Products that are unsafe or defective can have widespread impact if they are put on the market for consumers to use. New Orleans consumers are often unaware that a product is defective until it is too late, and they have been severely injured by it. This is the case for many products, including motor vehicles. Based on their prevalent usage, high speeds and the fact that they contain gasoline and electronics, motor vehicles can pose a significant danger if they are not designed or built properly.
Proof of negligence or carelessness on the part of a car manufacturer or seller may be unnecessary for such claims. Rather, these incidents are governed by the rule of strict liability. Essentially, if certain elements are present, the manufacturer or seller is liable for any ensuing injuries, regardless of their conduct. There are three elements that must be established for a successful vehicle defect claim: a vehicle component contained an unreasonably dangerous defect, the defect resulted in an injury although the vehicle was being used as intended and the vehicle was not changed substantially from when it was originally sold.

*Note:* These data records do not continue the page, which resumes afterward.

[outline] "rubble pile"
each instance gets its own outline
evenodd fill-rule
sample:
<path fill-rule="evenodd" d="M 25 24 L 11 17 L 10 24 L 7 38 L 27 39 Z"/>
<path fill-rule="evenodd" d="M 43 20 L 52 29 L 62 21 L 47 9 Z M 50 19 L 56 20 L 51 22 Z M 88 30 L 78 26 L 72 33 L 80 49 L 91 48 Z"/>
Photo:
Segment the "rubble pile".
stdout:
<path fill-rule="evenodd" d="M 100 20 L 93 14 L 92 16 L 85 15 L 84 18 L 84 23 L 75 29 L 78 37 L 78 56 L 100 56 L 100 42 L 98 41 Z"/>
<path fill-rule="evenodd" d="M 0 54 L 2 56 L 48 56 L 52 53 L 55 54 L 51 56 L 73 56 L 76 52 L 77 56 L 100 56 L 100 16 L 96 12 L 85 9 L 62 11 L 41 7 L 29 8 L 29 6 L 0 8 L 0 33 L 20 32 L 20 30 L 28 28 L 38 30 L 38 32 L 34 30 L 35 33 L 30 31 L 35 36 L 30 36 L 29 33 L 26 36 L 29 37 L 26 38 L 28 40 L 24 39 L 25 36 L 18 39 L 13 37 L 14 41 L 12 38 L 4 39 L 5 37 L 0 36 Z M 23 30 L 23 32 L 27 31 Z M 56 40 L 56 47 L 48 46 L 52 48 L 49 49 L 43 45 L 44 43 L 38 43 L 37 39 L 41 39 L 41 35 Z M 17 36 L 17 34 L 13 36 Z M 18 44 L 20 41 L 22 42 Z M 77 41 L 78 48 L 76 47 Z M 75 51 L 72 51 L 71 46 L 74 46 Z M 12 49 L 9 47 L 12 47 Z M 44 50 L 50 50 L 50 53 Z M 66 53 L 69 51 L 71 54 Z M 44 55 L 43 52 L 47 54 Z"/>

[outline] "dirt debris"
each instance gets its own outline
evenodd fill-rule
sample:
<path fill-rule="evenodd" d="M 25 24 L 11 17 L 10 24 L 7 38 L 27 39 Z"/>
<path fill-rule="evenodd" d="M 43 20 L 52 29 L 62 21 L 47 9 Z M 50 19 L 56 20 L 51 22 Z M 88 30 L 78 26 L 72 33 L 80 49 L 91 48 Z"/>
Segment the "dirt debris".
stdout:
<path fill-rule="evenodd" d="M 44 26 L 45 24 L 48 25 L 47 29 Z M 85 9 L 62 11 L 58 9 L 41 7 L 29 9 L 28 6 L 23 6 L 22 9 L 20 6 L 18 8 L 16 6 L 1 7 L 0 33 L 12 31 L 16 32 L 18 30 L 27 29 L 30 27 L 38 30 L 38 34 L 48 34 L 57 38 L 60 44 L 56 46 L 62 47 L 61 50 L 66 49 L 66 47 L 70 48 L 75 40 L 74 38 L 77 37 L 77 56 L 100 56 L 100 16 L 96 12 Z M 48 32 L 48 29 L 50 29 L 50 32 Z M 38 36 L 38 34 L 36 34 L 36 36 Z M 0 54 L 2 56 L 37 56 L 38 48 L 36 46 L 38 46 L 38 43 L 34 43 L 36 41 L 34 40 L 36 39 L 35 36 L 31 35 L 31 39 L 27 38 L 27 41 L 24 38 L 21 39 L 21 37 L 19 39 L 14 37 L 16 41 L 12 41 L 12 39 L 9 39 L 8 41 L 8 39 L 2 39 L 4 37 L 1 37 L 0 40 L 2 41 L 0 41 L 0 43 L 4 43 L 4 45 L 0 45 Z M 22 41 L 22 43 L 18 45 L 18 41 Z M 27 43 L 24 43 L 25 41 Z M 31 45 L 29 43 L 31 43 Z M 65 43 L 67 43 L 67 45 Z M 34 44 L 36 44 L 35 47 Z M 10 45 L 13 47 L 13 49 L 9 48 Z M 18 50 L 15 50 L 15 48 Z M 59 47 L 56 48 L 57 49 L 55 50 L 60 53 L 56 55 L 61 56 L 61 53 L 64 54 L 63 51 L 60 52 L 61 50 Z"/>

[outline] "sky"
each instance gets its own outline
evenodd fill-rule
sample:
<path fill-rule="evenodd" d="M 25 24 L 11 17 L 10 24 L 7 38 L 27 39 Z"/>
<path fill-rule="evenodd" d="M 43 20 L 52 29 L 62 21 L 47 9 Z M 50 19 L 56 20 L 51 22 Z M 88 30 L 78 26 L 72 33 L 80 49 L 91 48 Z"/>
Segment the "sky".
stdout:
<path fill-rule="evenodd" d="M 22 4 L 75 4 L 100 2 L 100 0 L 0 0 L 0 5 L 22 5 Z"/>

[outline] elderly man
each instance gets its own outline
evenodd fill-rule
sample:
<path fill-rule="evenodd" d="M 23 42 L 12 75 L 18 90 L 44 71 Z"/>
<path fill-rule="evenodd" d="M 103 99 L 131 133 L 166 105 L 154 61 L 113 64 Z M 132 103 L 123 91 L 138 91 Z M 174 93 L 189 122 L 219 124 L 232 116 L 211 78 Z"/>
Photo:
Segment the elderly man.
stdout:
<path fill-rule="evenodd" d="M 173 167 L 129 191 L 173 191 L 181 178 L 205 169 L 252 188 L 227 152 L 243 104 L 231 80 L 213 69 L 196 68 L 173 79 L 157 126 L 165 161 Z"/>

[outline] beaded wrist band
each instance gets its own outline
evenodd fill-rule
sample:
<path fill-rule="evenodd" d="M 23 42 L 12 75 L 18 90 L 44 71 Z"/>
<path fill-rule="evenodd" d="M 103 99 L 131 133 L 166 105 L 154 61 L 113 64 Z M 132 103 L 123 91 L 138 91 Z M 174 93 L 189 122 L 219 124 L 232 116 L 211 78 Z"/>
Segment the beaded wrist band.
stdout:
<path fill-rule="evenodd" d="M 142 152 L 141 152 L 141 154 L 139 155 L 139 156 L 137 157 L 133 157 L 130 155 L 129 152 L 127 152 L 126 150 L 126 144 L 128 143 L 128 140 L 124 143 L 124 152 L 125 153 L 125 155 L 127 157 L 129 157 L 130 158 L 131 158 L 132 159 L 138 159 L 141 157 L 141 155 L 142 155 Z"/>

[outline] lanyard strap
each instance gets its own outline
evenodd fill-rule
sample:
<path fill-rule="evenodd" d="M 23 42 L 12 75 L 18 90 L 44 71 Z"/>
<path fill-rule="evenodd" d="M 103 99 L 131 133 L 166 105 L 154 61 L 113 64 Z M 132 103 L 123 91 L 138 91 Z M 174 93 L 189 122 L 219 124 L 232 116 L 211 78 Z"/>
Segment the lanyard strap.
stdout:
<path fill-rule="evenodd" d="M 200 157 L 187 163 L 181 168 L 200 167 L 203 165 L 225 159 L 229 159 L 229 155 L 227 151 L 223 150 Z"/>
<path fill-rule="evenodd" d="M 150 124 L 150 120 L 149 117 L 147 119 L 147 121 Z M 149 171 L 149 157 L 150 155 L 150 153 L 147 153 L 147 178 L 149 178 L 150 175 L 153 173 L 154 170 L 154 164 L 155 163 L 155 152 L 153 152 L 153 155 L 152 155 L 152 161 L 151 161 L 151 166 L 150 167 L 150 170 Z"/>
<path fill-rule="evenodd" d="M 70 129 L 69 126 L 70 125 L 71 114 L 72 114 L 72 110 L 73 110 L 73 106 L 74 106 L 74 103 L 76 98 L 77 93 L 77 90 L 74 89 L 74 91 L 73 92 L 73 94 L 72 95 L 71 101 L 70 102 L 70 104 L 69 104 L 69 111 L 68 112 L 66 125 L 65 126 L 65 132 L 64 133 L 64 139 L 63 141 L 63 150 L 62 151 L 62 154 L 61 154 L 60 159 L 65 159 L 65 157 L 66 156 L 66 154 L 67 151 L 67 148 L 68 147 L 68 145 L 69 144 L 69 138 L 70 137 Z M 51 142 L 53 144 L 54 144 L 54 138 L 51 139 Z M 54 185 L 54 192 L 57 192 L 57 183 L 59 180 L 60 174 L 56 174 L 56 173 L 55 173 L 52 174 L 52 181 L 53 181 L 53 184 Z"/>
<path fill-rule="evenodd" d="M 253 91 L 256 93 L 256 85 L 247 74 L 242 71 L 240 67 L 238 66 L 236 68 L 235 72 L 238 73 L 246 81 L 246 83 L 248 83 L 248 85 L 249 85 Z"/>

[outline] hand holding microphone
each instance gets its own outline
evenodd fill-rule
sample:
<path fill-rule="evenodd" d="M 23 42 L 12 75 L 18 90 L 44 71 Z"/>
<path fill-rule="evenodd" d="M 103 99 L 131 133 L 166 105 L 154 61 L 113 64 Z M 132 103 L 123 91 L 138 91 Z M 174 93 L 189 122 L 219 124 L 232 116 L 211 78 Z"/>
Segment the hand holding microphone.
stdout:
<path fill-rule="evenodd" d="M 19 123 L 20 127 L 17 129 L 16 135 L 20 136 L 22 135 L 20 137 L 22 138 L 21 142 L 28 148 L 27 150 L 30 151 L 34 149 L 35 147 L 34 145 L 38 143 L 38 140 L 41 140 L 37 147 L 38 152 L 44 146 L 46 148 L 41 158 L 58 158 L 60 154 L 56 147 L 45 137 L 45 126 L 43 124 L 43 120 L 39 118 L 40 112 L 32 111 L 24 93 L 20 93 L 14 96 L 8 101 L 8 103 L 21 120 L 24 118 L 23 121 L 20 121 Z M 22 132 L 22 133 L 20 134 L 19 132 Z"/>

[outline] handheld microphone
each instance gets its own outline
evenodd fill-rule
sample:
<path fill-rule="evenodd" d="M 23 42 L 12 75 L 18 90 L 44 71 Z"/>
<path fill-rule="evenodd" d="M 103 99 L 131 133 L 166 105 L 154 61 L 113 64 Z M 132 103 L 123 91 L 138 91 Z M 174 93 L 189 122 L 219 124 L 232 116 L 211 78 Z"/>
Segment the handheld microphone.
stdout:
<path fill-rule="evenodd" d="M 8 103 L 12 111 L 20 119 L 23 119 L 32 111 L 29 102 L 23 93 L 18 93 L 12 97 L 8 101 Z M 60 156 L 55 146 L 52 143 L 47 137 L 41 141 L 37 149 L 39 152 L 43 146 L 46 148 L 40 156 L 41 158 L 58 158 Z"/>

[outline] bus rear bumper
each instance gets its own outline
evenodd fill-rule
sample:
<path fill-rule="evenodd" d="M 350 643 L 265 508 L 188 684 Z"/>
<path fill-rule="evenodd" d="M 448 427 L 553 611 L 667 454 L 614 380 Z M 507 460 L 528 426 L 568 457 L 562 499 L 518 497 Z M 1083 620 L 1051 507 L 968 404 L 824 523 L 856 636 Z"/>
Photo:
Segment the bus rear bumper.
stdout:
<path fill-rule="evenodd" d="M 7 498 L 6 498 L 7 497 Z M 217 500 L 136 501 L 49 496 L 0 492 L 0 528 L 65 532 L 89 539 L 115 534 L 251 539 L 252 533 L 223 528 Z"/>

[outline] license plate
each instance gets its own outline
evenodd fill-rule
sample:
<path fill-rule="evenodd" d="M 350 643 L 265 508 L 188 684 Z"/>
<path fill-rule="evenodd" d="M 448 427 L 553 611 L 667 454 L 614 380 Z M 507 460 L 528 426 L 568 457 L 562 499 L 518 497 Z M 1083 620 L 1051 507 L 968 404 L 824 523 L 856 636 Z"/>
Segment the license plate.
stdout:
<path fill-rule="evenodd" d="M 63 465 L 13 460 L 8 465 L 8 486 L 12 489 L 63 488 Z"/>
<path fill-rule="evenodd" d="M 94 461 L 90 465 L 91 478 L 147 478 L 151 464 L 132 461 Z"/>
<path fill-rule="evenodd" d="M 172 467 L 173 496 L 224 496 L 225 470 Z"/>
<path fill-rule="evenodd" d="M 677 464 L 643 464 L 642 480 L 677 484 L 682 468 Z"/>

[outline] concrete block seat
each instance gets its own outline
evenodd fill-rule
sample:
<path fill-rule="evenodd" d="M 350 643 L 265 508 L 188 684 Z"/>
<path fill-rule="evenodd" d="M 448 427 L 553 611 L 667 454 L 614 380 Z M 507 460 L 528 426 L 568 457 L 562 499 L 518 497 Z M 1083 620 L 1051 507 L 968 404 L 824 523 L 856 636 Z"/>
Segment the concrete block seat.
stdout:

An unreasonably dangerous defect can be created in the design, manufacture or shipment of a vehicle, or as a result of a failure to warn consumers of dangers presented by the vehicle. Although vehicle manufacturers and sellers are strictly liable for such injuries, they may have certain defenses available to them based on the circumstances. If a consumer drives a vehicle for a period of time, it may be assumed that they knew of the defects and continued to operate the vehicle anyway. Additionally, a consumer’s own actions may indicate that they contributed to their injuries as well.
Products liability claims can be complex for consumers to establish the appropriate proof or the level of compensation to which they are entitled. A product liability attorney can assist with this process as well as pursue appropriate damages for their situation. If a manufacturer or seller’s actions are especially egregious, an injured consumer may be able to seek punitive damages as well.